ELLE: Knowing Edwards a bit, did it disappoint you?

BM: Way less than most Americans were disappointed by it. I find America to be such a childish nation when it comes to its puritanical sexual views. Let me tell you something. John Edwards and Eliot Spitzer are two guys that the Democratic party and the country could really use right now. Edwards' big issue was poverty in America. And Eliot Spitzer was the Sheriff of Wall Street. And why did they get drummed out? Because they got their winkie dinks caught in the cookie jar. So what! When so many people in this country face the same issues, it's so hypocritical to say these guys can't be in public life.

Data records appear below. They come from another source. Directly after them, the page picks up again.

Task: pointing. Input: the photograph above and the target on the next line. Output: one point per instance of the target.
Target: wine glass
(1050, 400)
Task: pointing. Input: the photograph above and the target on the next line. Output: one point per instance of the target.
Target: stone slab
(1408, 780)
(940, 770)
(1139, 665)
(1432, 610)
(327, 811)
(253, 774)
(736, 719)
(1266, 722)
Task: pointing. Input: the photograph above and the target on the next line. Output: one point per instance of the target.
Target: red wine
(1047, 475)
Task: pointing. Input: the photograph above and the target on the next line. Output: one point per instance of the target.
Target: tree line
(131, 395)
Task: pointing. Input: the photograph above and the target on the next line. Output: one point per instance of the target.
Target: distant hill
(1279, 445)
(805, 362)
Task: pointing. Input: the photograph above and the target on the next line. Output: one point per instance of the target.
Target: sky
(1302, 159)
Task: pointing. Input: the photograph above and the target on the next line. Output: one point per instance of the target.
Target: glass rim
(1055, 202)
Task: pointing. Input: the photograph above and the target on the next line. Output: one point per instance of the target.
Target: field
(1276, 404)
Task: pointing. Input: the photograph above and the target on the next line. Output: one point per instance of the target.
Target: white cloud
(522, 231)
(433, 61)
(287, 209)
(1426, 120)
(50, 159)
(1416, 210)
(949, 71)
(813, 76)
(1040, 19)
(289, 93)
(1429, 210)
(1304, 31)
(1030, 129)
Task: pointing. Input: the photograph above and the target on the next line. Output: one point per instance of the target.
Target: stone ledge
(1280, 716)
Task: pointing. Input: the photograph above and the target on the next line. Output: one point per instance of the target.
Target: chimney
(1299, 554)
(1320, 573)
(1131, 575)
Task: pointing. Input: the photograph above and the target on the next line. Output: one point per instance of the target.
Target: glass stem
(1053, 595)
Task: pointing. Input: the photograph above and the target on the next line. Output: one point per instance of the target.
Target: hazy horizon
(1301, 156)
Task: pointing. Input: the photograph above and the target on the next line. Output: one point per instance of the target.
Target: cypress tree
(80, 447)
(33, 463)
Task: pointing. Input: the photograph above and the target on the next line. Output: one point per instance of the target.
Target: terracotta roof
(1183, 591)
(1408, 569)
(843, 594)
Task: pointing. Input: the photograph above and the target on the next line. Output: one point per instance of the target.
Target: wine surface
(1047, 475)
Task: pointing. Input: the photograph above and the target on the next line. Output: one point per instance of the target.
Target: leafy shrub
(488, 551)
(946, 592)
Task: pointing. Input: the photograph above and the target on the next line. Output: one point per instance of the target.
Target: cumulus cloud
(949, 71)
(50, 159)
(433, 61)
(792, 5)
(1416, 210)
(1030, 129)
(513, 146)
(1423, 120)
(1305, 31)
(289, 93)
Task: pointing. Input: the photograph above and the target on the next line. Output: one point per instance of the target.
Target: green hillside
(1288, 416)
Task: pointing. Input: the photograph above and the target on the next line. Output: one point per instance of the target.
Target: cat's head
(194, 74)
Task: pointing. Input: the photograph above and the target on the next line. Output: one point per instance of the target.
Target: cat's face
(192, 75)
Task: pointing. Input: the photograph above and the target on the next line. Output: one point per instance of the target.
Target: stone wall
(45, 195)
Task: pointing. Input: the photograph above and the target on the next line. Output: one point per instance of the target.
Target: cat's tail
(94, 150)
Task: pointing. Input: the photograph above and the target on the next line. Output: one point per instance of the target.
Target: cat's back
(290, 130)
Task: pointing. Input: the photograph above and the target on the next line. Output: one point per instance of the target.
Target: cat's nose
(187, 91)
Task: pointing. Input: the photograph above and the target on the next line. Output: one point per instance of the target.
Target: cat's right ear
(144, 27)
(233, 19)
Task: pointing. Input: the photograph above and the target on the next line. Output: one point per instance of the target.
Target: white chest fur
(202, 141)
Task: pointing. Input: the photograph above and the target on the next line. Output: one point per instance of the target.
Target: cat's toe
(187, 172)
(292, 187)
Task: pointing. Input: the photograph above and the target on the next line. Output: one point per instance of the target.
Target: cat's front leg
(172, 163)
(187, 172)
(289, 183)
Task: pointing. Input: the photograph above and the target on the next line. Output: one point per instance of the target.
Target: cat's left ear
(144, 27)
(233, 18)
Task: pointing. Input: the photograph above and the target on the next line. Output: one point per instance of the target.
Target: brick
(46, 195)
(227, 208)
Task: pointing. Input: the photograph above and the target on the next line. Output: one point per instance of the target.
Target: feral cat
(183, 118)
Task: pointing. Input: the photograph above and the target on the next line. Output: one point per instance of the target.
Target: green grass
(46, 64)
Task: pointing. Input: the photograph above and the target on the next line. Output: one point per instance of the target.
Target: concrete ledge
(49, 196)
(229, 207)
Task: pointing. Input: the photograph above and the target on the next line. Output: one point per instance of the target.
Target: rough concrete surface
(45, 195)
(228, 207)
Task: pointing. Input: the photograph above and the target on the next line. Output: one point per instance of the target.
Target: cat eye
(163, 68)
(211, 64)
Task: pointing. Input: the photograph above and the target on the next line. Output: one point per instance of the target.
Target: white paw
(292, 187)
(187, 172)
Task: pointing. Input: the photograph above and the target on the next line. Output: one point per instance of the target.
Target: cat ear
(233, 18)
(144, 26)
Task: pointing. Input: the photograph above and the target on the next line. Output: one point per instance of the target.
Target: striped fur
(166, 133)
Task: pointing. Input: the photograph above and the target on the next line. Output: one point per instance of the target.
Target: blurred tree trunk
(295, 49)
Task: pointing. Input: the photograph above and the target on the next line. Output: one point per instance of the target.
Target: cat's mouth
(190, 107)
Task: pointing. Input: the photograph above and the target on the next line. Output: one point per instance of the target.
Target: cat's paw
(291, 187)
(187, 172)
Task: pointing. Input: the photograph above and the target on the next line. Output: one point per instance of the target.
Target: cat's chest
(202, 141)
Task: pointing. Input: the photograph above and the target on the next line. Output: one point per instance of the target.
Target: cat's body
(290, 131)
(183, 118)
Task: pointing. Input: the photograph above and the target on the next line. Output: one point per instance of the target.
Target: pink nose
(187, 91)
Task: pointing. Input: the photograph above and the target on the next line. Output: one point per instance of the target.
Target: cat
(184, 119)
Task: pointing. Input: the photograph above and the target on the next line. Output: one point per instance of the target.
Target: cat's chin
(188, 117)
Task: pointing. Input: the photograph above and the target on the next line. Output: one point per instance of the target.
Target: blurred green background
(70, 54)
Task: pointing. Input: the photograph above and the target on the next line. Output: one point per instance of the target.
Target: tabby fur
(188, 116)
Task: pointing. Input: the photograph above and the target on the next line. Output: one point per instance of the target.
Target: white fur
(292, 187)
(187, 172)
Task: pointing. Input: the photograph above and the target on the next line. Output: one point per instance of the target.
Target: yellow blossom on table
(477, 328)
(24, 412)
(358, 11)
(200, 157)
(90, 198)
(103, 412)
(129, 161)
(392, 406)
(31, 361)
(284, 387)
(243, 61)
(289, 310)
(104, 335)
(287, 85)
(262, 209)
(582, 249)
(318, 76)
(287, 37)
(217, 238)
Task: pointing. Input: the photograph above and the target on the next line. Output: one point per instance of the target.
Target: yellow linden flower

I understand it's not admirable to cheat on your wife, but the question that I've always asked about someone who's been married a long time and who gets caught cheating on his wife is, What do you want this person to do? To me, there are only a few alternatives. One: cheat. Two: dump your wife and marry a trophy wife. Is that really better? The third option seems to be, just suck it up and suffer. You haven't had sex with your wife in years, so you should just go through your life in this sexless, miserable existence. None of these are good options, but to me it's unrealistic to think the "suck it up and lead a sexless life' option is ever going to happen.

ELLE: Please speculate on the lovemaking styles of fellow broadcasters Glenn Beck and Sean Hannity.

BM: Whatever goes on in the minds of these conservatives sexually is driven so deep underground that when it does finally surface, it's usually a lot weirder than what normal people do. Hannity criticizes me for being a libertarian but secretly wishes he were me. What a man thinks about when he masturbates tells you more about who he is than anything. I think what you'd see in the minds of both these guys would make you want to put a bullet past your tongue.

ELLE: On your show, you created an uproar among so-called “lactivists.” When discussing the breastfeeding mother asked to cover herself by an Applebee’s waitress, you compared breastfeeding to public masturbation. Would you have had an issue if she’d covered herself?

BM: Not as much of an issue. But the idea that my mother would have ever breastfed me in public is unimaginable.

ELLE: You do realize babies need to eat every couple hours.

BM: Is it a big deal? No. But don’t they have changing rooms and bathrooms?

ELLE: You’ve always denied rumors that you and your verbal sparring partner, Ann Coulter, ever dated. But you once called her “a witty drinking companion,” which made me wonder whether you two had perhaps enjoyed a drunken tumble?

BM: That’s ridiculous. Somebody being witty has no effect on if I want to sleep with them. I don’t think I got laid during my first two years at Cornell, and even then, when I was horniest, I never went to bed with an unattractive woman because I was drunk. My method was to go home, masturbate, and plot to get better women.

ELLE: This seems like a non-denial denial.

BM: Believe me, I have never slept with Ann Coulter. I couldn’t go to bed with someone as politically abhorrent. First of all, conservatives are conservative sexually, and I don’t think they even have casual sex. I have no idea how James Carville and Mary Matalin do it.

ELLE: Conservatives are all sexually conservative? Hooey. I bet there are some latex outfits in Mary Matalin’s closet.

BM: I agree. But I’ve never wanted any of that tying-up stuff. I would never want a woman’s hands tied. I want them on me.